Justice Perell held that, given the Court of Appeal’s ruling in Timminco, it was clear that the limitation period in section 138.14 of the OSA had not been suspended by virtue of section 28 of the CPA and accordingly the Plaintiffs’ claim was time-barred. However, the Court disagreed with the Defendants’ submissions that it had no discretion to relieve against the operation of the statutory limitation period. Rather, after a review of the case law and the provisions of Ontario’s Limitations Act, 2002, Justice Perell held that the common law doctrine of “special circumstances”, which operates to extend a limitation period where the interests of justice so require, applied to section 138.14. The Court held that the doctrine was “principled, limited and narrow” in nature and would not operate if a defendant is prejudiced apart from the prejudice involved in having to defend an action on its merits. Justice Perell concluded that, if the Plaintiffs were ultimately granted leave to proceed with their claim under section 138.8 of the OSA, this would be an appropriate case in which to apply the special circumstances doctrine given that the Defendants had been aware of the claims since 2007 and had been actively defending similar claims brought against them in the United States since that same time.
In the result, Justice Perell dismissed the balance of the Defendants’ motion to strike the claim, although he did strike out certain common law causes of action for failure to plead the requisite elements of the torts, but granted the Plaintiffs leave to amend their claims with respect to those claims.
In finding that the special circumstances doctrine could be applied to section 138.14, Justice Perell’s decision stands in stark contrast to the decision of Justice Strathy in Green v.
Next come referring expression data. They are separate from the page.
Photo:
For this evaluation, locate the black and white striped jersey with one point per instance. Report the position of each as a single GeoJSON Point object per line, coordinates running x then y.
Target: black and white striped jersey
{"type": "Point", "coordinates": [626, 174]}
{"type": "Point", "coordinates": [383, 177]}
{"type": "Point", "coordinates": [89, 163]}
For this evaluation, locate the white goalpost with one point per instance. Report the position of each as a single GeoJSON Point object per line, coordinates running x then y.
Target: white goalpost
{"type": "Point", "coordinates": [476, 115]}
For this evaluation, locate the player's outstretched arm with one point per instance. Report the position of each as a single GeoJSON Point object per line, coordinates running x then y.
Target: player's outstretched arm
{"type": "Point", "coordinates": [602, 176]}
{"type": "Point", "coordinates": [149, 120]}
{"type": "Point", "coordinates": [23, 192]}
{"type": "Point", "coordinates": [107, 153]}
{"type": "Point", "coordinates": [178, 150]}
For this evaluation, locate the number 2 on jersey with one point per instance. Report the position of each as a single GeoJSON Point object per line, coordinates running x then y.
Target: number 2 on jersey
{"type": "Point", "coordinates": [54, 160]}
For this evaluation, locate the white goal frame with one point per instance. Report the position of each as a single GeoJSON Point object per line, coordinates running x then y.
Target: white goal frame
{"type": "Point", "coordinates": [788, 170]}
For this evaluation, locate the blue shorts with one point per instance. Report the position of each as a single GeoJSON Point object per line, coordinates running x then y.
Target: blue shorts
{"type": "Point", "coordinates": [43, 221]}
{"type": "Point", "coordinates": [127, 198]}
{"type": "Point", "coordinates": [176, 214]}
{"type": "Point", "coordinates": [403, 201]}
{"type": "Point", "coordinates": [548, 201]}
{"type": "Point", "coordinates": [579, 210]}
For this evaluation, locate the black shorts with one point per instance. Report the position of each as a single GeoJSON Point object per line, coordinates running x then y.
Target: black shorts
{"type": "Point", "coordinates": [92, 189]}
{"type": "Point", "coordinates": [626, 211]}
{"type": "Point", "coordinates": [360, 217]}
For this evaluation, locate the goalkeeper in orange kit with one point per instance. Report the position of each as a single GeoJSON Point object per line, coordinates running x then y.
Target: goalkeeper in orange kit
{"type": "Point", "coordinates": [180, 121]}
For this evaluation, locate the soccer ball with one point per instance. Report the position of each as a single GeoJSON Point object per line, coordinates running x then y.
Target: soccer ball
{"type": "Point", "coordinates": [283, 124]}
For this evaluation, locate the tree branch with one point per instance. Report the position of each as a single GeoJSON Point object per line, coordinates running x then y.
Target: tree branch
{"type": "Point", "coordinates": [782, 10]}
Canadian Imperial Bank of Commerce. In that case, Justice Strathy concluded, based on his review of the cases and the provisions of the Limitations Act, 2002 that the special circumstances doctrine was not available within the framework of section 138.14 of the OSA.
Accordingly, given these conflicting lower court decisions, it is unclear whether the special circumstances doctrine may be applied to extend the limitation period set out in section 138.14 of the OSA. Appellate intervention may prove to be necessary in order to resolve this debate in the courts.